Até às paragens, persistiu a ideia clara de que o Mercedes estava mais rápido e de que só uma hecatombe poderia roubar a vitória e o Campeonato do Mundo a Lewis Hamilton. Max Verstappen foi às boxes na volta 13 depois de sentir desgaste nos pneus traseiros, regressando em quinto, e Hamilton parou de seguida — o que fez com que Sergio Pérez ficasse na liderança da corrida, realizando um trabalho extraordinário para travar o britânico quando este voltou à pista e encurtar a desvantagem do colega da Red Bull, que entretanto teve tempo para recuperar a posição. “Que animal”, ouvia-se na comunicação rádio. Cumprido o desígnio, Pérez foi também às boxes e deixou os dois candidatos ao título novamente na frente do Grande Prémio.

Por esta altura, aconteceu o que ninguém queria: com problemas nos travões, Kimi Räikkönen foi forçado a abandonar e não terminou a última corrida da carreira. Depois de um arranque vertiginoso, o Grande Prémio assentou e Lewis Hamilton ia eliminando voltas que o separavam do oitavo título mundial, persistindo a ideia óbvia de que Max Verstappen tinha de fazer alguma coisa para ainda poder sonhar com essa conquista. O abandono de Antonio Giovinazzi ditou a entrada do safety-car virtual e a Red Bull aproveitou para montar pneus duros no carro do neerlandês, com a Mercedes a optar por não parar o britânico quando este tinha cerca de oito segundos de margem de manobra — ou seja, arriscando 20 voltas finais em que Verstappen tinha pneus novos e ia forçar o ritmo até às últimas consequências.

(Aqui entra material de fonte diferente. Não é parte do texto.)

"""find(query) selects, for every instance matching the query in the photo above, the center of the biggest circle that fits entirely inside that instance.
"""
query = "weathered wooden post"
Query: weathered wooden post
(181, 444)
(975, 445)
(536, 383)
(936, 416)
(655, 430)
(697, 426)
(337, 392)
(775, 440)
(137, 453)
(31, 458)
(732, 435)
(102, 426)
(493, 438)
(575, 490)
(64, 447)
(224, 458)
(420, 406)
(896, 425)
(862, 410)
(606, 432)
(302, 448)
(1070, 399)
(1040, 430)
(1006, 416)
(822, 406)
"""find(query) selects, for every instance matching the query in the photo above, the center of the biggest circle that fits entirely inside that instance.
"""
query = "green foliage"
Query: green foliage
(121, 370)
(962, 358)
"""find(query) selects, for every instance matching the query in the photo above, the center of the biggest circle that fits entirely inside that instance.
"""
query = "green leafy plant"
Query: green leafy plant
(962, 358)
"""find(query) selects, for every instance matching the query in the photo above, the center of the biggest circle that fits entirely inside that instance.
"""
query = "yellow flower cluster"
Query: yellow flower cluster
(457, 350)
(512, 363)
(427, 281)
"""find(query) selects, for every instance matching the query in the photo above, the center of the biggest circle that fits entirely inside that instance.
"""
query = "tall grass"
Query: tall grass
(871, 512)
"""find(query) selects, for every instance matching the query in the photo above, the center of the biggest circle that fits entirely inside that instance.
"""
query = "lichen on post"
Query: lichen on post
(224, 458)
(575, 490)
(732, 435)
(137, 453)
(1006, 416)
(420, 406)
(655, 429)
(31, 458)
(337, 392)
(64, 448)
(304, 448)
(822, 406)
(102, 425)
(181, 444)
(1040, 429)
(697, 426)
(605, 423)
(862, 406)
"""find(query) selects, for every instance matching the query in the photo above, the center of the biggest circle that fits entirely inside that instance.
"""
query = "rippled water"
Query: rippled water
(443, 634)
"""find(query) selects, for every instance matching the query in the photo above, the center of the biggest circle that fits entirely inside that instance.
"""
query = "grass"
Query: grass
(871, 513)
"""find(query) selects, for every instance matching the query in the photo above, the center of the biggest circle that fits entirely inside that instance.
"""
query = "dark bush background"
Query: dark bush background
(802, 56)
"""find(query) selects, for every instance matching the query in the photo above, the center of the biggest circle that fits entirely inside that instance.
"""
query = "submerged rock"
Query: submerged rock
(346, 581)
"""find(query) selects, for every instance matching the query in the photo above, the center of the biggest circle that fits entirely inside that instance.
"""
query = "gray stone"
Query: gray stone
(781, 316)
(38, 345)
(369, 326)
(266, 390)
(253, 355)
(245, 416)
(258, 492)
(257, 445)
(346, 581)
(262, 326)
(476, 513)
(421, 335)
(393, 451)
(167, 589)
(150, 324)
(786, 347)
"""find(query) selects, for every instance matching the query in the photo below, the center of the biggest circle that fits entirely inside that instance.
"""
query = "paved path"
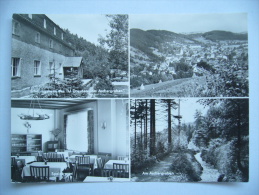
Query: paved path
(160, 172)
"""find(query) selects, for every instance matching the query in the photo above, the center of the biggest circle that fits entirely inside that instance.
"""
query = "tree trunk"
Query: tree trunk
(135, 137)
(152, 128)
(146, 121)
(169, 125)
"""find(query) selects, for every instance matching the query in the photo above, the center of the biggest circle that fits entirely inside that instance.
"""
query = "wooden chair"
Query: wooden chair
(39, 174)
(121, 157)
(105, 157)
(83, 167)
(83, 160)
(56, 158)
(25, 154)
(125, 167)
(120, 173)
(13, 168)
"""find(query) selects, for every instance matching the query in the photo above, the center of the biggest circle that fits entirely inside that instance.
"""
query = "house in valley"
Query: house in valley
(39, 51)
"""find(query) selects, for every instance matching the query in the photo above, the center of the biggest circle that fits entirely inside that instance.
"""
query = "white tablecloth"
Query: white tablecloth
(55, 168)
(109, 164)
(65, 154)
(104, 179)
(25, 159)
(93, 160)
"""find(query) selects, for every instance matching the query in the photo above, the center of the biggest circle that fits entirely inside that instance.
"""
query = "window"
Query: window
(51, 68)
(44, 24)
(60, 47)
(50, 43)
(15, 28)
(77, 131)
(16, 67)
(37, 37)
(37, 71)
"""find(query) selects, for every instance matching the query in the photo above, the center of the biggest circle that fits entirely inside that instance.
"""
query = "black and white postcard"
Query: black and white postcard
(69, 56)
(70, 140)
(189, 140)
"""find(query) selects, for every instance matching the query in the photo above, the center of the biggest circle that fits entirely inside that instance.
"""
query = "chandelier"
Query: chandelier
(34, 116)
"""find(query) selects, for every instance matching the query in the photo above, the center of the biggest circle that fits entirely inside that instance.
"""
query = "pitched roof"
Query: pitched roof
(72, 62)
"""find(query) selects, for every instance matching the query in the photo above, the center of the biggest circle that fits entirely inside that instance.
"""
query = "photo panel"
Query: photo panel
(69, 56)
(189, 55)
(70, 140)
(189, 140)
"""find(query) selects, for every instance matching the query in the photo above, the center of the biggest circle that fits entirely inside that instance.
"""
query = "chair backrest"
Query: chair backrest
(40, 173)
(107, 172)
(83, 160)
(99, 163)
(121, 166)
(105, 156)
(26, 154)
(121, 157)
(13, 162)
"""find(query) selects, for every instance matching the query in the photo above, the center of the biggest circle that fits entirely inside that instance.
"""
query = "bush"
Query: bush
(184, 163)
(104, 84)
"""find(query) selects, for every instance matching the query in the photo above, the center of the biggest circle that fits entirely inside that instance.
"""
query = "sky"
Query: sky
(87, 26)
(186, 23)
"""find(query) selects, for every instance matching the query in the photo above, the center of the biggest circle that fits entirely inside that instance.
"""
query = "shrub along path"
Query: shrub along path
(209, 174)
(180, 87)
(159, 172)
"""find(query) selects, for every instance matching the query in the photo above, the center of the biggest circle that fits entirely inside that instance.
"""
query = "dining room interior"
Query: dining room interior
(70, 140)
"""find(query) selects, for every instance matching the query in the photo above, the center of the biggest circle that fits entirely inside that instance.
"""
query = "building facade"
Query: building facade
(39, 52)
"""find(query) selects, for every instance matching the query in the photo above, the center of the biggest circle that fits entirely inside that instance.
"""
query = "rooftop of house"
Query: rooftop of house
(72, 62)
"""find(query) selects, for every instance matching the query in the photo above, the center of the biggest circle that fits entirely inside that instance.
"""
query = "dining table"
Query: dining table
(109, 163)
(90, 179)
(55, 168)
(25, 159)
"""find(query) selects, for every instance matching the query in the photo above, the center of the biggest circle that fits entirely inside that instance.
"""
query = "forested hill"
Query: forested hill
(224, 35)
(140, 39)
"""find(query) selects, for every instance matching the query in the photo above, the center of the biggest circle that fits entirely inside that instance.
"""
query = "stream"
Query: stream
(209, 174)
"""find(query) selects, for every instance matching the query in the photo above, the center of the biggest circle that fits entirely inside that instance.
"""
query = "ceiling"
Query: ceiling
(48, 104)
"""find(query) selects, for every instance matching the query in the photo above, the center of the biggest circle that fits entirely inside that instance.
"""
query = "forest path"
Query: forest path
(180, 87)
(209, 174)
(159, 172)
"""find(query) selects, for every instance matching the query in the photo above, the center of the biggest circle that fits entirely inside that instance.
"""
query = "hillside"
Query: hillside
(218, 35)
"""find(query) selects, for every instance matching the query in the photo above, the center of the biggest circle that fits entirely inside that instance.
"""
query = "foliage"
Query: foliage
(96, 63)
(183, 163)
(57, 88)
(223, 135)
(104, 85)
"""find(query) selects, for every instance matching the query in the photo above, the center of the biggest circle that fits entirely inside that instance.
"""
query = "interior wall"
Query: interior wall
(114, 138)
(60, 120)
(104, 134)
(37, 126)
(122, 130)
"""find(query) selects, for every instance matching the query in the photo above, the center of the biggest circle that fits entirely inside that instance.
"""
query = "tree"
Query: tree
(117, 41)
(152, 127)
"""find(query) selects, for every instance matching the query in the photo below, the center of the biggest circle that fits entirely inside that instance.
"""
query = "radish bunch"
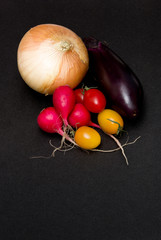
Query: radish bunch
(65, 113)
(72, 110)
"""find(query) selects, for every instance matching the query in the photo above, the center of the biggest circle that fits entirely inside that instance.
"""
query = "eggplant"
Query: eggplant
(118, 82)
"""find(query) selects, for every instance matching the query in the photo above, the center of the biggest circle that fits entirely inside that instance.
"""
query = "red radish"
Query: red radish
(79, 95)
(50, 121)
(80, 116)
(64, 101)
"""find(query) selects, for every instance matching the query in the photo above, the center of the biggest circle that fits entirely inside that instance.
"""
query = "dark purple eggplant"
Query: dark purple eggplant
(117, 80)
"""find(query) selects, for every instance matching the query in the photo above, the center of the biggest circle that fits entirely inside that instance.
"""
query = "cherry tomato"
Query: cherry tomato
(79, 95)
(94, 100)
(110, 121)
(87, 137)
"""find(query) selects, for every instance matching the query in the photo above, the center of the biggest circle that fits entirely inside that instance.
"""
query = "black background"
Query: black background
(78, 195)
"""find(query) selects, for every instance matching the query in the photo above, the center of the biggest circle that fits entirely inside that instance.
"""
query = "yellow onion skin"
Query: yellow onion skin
(50, 56)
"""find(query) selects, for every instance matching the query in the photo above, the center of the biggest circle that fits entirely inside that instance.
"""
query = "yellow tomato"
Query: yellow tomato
(87, 137)
(110, 121)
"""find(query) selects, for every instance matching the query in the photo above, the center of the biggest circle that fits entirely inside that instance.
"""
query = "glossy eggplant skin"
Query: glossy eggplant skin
(119, 83)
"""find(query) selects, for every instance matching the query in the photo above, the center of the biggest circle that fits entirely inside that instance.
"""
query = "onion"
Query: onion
(50, 56)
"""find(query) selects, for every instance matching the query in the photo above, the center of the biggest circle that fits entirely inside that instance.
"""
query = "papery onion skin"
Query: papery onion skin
(50, 56)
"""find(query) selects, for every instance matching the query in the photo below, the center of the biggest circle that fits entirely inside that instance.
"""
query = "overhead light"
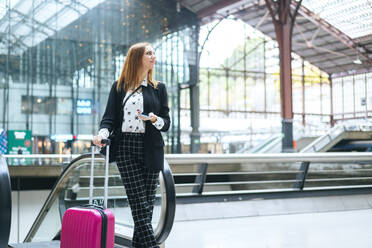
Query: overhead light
(357, 61)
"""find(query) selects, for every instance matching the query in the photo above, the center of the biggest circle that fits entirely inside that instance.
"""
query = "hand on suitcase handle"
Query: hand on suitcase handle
(106, 142)
(103, 142)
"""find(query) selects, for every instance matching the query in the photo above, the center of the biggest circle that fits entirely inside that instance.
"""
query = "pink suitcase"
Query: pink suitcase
(89, 226)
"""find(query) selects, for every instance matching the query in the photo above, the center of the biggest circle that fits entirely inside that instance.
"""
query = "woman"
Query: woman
(140, 151)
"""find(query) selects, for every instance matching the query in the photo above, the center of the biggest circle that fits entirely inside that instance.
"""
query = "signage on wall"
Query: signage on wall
(19, 142)
(84, 106)
(3, 142)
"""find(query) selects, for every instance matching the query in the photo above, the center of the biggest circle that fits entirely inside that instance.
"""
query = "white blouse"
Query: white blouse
(131, 122)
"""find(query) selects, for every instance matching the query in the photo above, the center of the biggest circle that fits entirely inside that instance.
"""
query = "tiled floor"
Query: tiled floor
(346, 222)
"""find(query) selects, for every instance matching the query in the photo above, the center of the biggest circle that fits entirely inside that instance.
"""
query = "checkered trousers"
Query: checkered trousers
(140, 184)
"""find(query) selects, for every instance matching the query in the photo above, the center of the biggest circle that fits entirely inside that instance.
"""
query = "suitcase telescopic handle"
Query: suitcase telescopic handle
(103, 142)
(107, 142)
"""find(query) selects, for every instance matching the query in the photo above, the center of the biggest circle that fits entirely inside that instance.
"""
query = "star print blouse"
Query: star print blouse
(131, 122)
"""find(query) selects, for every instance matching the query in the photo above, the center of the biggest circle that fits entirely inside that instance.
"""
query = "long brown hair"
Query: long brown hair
(129, 77)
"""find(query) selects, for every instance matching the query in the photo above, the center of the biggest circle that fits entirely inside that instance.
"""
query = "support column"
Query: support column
(332, 120)
(194, 57)
(283, 19)
(303, 94)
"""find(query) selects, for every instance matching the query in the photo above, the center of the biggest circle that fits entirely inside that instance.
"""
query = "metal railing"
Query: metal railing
(39, 159)
(216, 174)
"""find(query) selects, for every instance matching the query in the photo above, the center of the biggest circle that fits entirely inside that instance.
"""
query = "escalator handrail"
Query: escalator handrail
(58, 186)
(5, 203)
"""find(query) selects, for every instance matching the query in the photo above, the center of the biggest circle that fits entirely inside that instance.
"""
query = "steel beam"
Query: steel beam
(284, 20)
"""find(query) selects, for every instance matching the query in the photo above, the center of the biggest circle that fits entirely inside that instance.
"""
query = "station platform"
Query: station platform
(310, 222)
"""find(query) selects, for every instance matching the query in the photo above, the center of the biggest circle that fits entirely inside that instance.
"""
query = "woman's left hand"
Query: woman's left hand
(153, 117)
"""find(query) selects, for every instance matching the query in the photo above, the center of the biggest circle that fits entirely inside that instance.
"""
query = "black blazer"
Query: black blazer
(154, 100)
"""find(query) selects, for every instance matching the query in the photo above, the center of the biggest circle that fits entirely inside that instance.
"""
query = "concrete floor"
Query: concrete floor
(328, 225)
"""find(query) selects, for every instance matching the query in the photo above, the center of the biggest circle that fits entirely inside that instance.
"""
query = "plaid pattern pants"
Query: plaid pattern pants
(140, 184)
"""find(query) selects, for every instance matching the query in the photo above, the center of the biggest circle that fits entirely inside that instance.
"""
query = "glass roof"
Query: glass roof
(31, 22)
(354, 18)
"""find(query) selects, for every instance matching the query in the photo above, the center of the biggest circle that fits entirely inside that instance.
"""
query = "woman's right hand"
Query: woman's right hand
(97, 140)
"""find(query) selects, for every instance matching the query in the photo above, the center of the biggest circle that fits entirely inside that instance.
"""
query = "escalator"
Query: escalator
(72, 189)
(345, 138)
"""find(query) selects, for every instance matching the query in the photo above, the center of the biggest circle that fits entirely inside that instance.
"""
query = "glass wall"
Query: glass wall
(58, 60)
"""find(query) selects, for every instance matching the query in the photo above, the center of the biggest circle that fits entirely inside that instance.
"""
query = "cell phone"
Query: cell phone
(144, 115)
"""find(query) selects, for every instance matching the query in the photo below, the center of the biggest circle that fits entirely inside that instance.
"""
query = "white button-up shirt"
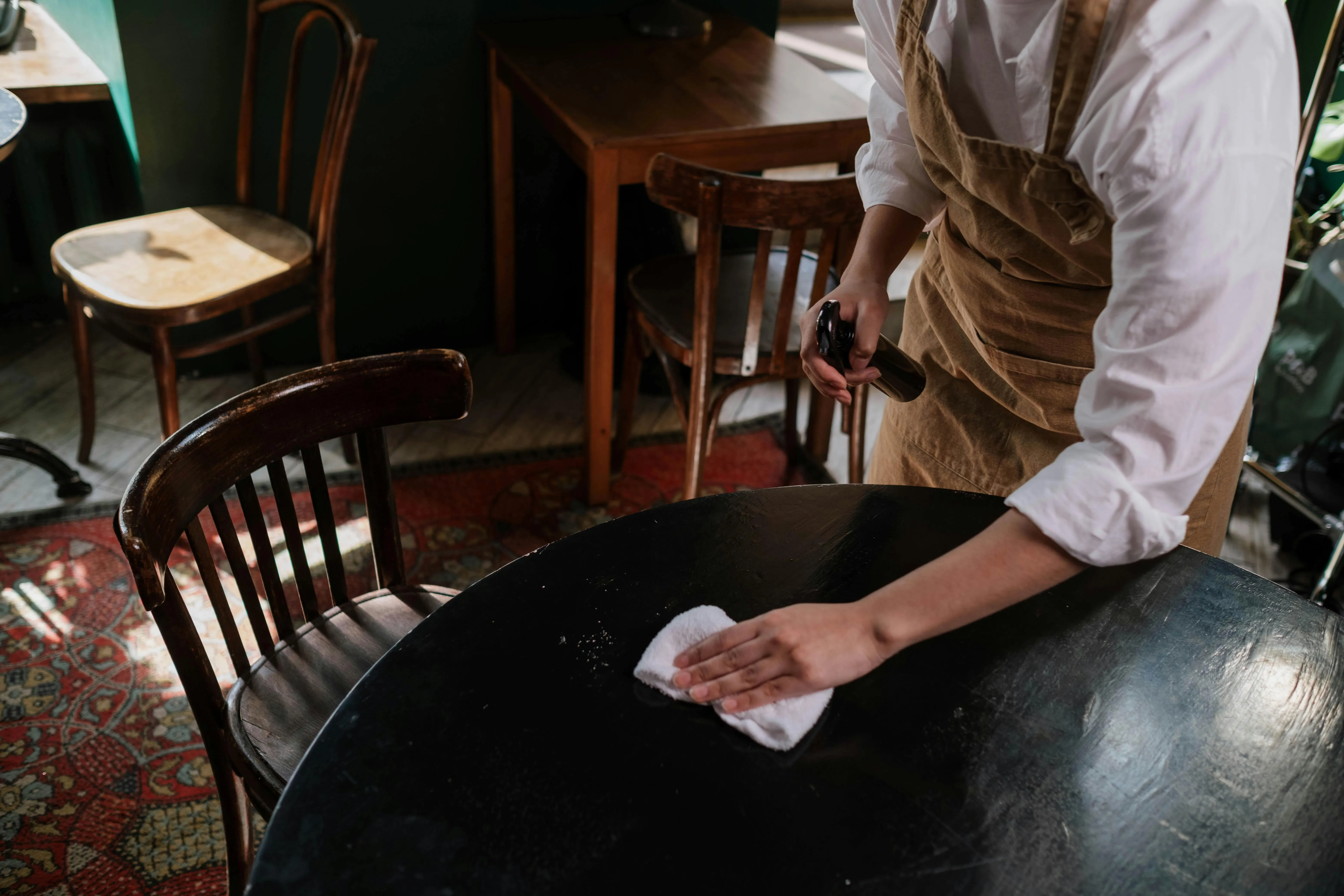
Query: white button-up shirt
(1187, 138)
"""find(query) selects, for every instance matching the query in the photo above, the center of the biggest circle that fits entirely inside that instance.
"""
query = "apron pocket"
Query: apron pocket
(1041, 393)
(1009, 363)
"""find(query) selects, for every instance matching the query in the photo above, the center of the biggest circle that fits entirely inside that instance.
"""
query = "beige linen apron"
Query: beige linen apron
(1000, 312)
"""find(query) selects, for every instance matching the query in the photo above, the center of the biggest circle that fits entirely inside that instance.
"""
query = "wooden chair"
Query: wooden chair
(737, 314)
(319, 648)
(140, 277)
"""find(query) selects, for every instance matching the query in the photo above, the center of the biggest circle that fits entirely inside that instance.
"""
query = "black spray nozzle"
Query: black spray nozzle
(901, 377)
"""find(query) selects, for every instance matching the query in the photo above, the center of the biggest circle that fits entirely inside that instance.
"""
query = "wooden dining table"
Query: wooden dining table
(1174, 726)
(732, 99)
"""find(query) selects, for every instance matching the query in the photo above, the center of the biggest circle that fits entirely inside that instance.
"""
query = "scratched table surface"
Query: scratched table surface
(1167, 727)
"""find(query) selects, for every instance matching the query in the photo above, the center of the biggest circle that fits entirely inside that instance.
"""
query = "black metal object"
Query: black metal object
(667, 19)
(1166, 727)
(902, 378)
(69, 485)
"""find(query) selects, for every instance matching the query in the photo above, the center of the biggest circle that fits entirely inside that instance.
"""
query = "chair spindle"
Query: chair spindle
(386, 538)
(294, 539)
(756, 303)
(326, 523)
(823, 275)
(265, 559)
(243, 574)
(788, 289)
(210, 580)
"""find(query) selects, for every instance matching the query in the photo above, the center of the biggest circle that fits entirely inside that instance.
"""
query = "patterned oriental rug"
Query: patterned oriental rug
(104, 784)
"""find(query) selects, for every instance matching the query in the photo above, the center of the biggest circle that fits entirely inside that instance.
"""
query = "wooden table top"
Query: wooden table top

O neerlandês foi conquistando segundos nas voltas seguintes, encurtando a distância de 17 para 11 segundos, e o destino ditou que o final do Campeonato do Mundo seria mesmo digno de filme de Hollywood: a cinco voltas do fim, Nicholas Latifi despistou-se e forçou a entrada do safety-car, deixando tudo completamente em aberto. Com a estratégia na mão, a Red Bull parou os dois carros e montou pneus macios, preparando o all in decisivo, enquanto que a Mercedes voltou a deixar Lewis Hamilton em pista para não perder a liderança. O safety-car só foi levantado mesmo a tempo de uma última volta competitiva e aí fez-se história — Hamilton e Verstappen arrancaram lado a lado, o neerlandês ultrapassou o britânico e nunca voltou a perder a liderança, vencendo o Grande Prémio de Abu Dhabi num final absolutamente épico e tornando-se campeão do mundo de Fórmula 1 pela primeira vez.

Nas restantes contas, a Mercedes ficou com o título mundial de construtores, até porque Sergio Pérez acabou por abandonar antes da última volta, e Carlos Sainz conseguiu resgatar o terceiro lugar para carimbar um pódio para a Ferrari no último Grande Prémio da temporada.